Among eight out of 49 included models, one publication described a model that combined a decision node and PSM structure [67], which was developed to investigate various CAR-T therapies. In this model, the decision node covered the initiation of the CAR-T therapy process by including all patients eligible for CAR-T who had received leukapheresis. Following the initiation of leukapheresis, patients would either continue to a T-cell infusion or would discontinue because of other reasons such as progressed disease, adverse events, manufacturing failures, or death before receiving the infusion. Patients who discontinued treatment because of reasons other than death receive a basket of treatments appropriate for triple-refractory or quad-refractory patients. The PSM structure was designed to capture long-term costs and benefits related to various treatments and covered three health states, two of which represented the response status (i.e., alive and responding to treatment; alive and not responding to treatment) and an absorbing death health state. Responding patients continued with the current treatment, while non-responders transitioned to progressed disease and received the basket of subsequent treatments. In addition, different costs and utility values were applied to distinguish on treatment and off treatment in the corresponding health state.

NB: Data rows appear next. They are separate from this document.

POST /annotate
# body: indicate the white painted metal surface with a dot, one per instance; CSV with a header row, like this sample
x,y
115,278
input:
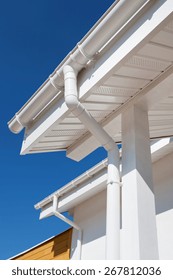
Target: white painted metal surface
x,y
134,68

Thirty-seven of the 46 cohort-level models reported on specific health states: 22 employed a three-health-state model [21, 25, 27,28,29, 35,36,37,38,39, 43, 46,47,48, 52, 56, 58, 62, 64, 66,67,68], nine used four health states [20, 30, 32, 41, 44, 57, 60, 61, 65], and six used five health states [22, 31, 34, 40, 45, 59]. Progression free, progressive disease, and death were the most common health states. Where more than three health states were employed, progression free and/or progressive disease were usually split into sub-categories of patients who were on or off treatment.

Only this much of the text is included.